OpenMP* Sample

The OpenMP* sample illustrates how create and compile multithreaded applications.

See Included Samples for other samples included with the compiler.

Sample files and locations

Source

Locations

openmp_sample.f90

Linux* and Mac OS* X

<install-dir>/samples/openmp_samples/

Windows*

<install-dir>\samples\openmp_samples\

Description

This sample illustrates combining compiler options and OpenMP* directives to compile and run multi- and single-threaded executables. The sample generates a multithread executable when you add the -openmp (Linux and Mac OS X) or /Qopenmp (Windows) compiler option to the compilation command. Without that command the same source code results in a single-threaded executable.

The code in this sample finds all primes in the first 10,000,000 integers, the number of 4n+1 primes, and the number of 4n-1 primes in the same range.

This sample illustrates using OpenMP directives to help increase performance. In the first instance, the sample uses schedule with the OpenMP for directive. schedule improves performance because in this example the workload in the for loop increases as the index gets bigger; the default static scheduling does not work well under these conditions. Instead dynamic scheduling is used to account for the increasing workload. There are tradeoffs in using this method. Dynamic scheduling has more overhead than static scheduling, so a "chunk size" of 10 is used to reduce the overhead for dynamic scheduling.  

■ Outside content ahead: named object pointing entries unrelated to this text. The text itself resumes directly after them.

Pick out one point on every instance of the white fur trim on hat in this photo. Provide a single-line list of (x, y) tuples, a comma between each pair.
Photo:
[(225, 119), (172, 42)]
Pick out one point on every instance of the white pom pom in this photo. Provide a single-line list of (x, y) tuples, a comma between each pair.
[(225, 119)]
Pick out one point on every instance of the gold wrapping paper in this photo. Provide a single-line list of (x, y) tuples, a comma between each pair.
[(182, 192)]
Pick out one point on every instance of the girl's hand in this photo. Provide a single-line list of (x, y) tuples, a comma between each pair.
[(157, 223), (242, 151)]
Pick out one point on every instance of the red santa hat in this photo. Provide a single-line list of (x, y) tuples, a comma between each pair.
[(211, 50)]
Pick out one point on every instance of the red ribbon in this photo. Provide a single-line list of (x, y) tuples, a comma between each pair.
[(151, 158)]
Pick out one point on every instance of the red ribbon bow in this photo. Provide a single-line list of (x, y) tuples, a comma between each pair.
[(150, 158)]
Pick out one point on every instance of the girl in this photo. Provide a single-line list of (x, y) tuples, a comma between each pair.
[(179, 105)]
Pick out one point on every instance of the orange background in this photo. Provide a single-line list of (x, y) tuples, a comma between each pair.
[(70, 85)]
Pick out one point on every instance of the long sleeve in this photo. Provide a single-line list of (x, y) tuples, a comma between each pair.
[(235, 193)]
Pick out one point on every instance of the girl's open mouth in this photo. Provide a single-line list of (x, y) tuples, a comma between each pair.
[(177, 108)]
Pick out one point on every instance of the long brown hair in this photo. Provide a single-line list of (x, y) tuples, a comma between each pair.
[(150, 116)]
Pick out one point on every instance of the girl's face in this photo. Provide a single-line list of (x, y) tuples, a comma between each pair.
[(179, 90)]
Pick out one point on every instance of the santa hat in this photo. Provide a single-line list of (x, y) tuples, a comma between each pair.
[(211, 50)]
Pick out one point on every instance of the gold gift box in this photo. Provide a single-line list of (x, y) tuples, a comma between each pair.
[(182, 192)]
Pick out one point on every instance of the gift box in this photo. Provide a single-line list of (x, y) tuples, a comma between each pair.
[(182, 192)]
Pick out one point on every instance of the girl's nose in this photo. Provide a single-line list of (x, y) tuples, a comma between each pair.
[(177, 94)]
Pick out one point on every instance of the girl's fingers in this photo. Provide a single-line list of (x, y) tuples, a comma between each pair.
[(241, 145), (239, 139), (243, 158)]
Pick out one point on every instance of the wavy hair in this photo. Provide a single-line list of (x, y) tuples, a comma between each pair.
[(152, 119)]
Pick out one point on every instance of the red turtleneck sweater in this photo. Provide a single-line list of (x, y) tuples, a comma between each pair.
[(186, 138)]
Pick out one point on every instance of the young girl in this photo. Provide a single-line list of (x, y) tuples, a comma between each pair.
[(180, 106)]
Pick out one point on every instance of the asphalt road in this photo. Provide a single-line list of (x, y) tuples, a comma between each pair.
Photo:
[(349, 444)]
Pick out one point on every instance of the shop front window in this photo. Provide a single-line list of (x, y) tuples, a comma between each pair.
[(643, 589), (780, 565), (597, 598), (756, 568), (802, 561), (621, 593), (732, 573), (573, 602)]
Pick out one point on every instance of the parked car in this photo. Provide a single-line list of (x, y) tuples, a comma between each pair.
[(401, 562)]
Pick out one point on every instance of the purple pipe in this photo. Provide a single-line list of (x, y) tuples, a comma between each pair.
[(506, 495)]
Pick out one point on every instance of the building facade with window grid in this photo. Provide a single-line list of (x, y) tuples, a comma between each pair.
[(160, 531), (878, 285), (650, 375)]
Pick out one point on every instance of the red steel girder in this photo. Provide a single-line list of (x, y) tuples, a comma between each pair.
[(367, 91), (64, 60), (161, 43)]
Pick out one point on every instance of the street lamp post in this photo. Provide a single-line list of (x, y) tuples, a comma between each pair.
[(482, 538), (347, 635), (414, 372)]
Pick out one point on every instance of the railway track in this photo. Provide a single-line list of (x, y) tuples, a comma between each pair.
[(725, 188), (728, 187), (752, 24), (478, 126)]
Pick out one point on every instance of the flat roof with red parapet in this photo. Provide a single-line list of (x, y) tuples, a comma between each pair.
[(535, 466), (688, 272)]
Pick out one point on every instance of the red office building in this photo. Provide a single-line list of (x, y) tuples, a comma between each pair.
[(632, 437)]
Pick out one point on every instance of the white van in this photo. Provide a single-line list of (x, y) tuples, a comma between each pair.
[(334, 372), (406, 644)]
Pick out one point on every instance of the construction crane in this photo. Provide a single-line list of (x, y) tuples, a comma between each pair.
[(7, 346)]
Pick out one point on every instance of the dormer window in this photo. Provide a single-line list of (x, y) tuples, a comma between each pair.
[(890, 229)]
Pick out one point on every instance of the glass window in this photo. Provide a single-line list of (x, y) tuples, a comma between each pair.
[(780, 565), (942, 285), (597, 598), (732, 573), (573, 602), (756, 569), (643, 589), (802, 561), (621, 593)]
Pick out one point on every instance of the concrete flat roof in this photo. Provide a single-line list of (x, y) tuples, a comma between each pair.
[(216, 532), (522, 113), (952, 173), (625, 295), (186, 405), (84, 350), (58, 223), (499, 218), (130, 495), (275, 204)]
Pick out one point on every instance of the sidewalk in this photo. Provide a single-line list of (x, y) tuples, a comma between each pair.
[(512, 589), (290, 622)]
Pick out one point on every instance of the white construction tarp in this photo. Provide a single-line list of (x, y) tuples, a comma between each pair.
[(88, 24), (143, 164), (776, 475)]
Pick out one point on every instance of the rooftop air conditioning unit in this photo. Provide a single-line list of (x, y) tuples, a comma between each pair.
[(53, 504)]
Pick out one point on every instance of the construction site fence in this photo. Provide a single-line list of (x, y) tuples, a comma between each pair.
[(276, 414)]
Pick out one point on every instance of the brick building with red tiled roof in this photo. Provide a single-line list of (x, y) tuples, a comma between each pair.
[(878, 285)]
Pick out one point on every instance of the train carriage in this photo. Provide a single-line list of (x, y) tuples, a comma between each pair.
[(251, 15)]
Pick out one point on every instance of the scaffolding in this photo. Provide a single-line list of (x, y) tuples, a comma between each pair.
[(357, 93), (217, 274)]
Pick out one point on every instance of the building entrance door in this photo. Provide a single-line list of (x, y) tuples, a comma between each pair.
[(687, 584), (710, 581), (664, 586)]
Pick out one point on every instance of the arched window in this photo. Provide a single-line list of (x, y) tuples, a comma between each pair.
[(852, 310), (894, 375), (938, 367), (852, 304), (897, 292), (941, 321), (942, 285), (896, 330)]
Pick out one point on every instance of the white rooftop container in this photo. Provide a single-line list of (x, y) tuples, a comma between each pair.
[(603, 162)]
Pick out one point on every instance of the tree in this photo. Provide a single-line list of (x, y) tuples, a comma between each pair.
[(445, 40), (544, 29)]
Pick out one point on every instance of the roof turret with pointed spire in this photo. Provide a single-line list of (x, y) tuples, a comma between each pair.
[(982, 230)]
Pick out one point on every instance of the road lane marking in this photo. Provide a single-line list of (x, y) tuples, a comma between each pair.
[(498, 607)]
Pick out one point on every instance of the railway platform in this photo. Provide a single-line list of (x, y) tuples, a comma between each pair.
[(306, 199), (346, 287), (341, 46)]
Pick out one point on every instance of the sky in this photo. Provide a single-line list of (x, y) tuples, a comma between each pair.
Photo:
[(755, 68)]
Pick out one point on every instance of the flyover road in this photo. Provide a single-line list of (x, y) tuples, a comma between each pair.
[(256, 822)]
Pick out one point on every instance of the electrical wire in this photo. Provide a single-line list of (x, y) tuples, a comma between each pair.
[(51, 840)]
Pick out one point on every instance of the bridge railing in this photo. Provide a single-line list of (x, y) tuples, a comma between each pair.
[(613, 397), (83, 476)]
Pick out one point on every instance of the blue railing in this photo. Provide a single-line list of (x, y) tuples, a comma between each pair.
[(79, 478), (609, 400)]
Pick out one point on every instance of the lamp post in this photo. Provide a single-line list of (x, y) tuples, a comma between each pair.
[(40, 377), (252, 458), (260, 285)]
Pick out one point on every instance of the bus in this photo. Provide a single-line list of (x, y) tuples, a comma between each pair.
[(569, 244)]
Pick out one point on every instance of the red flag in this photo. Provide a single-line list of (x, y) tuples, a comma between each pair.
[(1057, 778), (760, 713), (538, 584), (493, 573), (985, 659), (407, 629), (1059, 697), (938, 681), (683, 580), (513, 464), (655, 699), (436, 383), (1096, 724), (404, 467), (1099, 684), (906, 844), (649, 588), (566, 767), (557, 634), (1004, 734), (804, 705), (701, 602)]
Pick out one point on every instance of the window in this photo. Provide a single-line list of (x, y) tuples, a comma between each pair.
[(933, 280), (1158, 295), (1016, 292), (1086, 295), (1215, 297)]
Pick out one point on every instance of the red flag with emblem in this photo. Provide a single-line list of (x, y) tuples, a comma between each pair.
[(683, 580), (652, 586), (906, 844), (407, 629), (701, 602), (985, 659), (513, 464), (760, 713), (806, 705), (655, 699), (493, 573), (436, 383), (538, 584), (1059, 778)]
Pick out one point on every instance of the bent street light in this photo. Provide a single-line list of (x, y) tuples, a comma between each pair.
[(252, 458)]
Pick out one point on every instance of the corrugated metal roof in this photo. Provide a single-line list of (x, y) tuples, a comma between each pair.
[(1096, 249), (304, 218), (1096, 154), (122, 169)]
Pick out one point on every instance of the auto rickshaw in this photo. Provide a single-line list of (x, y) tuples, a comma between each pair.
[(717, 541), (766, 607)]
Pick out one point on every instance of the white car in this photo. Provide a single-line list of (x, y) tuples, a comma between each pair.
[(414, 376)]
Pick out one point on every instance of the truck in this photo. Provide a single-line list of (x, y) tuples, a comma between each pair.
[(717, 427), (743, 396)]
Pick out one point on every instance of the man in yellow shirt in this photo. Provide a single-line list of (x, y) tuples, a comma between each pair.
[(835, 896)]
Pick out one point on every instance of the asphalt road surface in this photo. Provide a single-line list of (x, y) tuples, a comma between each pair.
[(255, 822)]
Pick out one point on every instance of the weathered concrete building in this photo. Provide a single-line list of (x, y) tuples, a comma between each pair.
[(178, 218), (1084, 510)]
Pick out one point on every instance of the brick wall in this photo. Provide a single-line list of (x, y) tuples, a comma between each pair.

In the second case, the reduction clause is used intead of an OpenMP critical directive to eliminate lock overhead. The critical directive would cause excessive lock overhead due to the one-thread-at-time update of the shared variables each time through the for loop.  Instead the reduction clause causes only one update of the shared variables once at the end of the loop.

Compile the sample as a multithreaded application

To make proper use of the directives the preprocessor must be enabled; include the -fpp (Linux and Mac OS X) or /Qfpp (Windows) option.

Platform

Commands

Linux and Mac OS X

ifort -openmp -fpp openmp_sample.f90

Windows

ifort /Qopenmp /Qfpp openmp_sample.f90

The compiler generates status messages informing you which defined loops or regions were parallelized. The following examples illustrate typical messages. (The Windows status messages include the linker phase and the path to the source.)

Platform

Status Messages

Linux

openmp_sample.f90(77): (col. 7) remark: OpenMP DEFINED LOOP WAS PARALLELIZED.

openmp_sample.f90(68): (col. 7) remark: OpenMP DEFINED REGION WAS PARALLELIZED.

Windows

C:\openmp_sample.f90(77): (col. 7) remark: OpenMP DEFINED LOOP WAS PARALLELIZED.

C:\openmp_sample.f90(68): (col. 7) remark: OpenMP DEFINED REGION WAS PARALLELIZED.

Microsoft (R) Incremental Linker Version 8.00.50727.42
Copyright (C) Microsoft Corporation.  All rights reserved.

-out:openmp_sample.exe

Run the multithreaded executable.

Platform

Commands

Linux and Mac OS X

./a.out

Windows

openmp_sample

The multithreaded executable should generate results similar to the following.

Sample Output

Range to check for Primes:           1    10000000

We are using           2  thread(s)

Number of primes found:      664579

Number of 4n+1 primes found:      332181

Number of 4n-1 primes found:      332398

Note the number of threads reported; at least two threads should have been used.

Linux and Mac OS X: If you get an error similar to Bad CPU type in executable the most likely cause is that you did not source the ifortvars.sh file before compiling.

Compile the sample as a single-threaded application

Delete the executable created earlier, and enter the following compilation command. Notice the -openmp (Linux and Mac OS X) or /Qopenmp (Windows) option is not included.

Caution

Linux and Mac OS X: If you've closed the session since the last time you set the stack size, you must set the stack size again.

Platform

Commands

Linux and Mac OS X

ifort -fpp openmp_sample.f90

Windows

ifort /Qfpp openmp_sample.f90

Notice that the compiler does not generate messages about parallelized loops or regions. OpenMP support was disabled.

Run the single-threaded executable.

Platform

Commands

Linux and Mac OS X

./a.out

Windows

openmp_sample

The executable should generate results similar to the following.

Sample Output

Range to check for Primes:           1    10000000

We are using           1  thread(s)

Number of primes found:      664579

Number of 4n+1 primes found:      332181

Number of 4n-1 primes found:      332398

Notice that only one thread was used.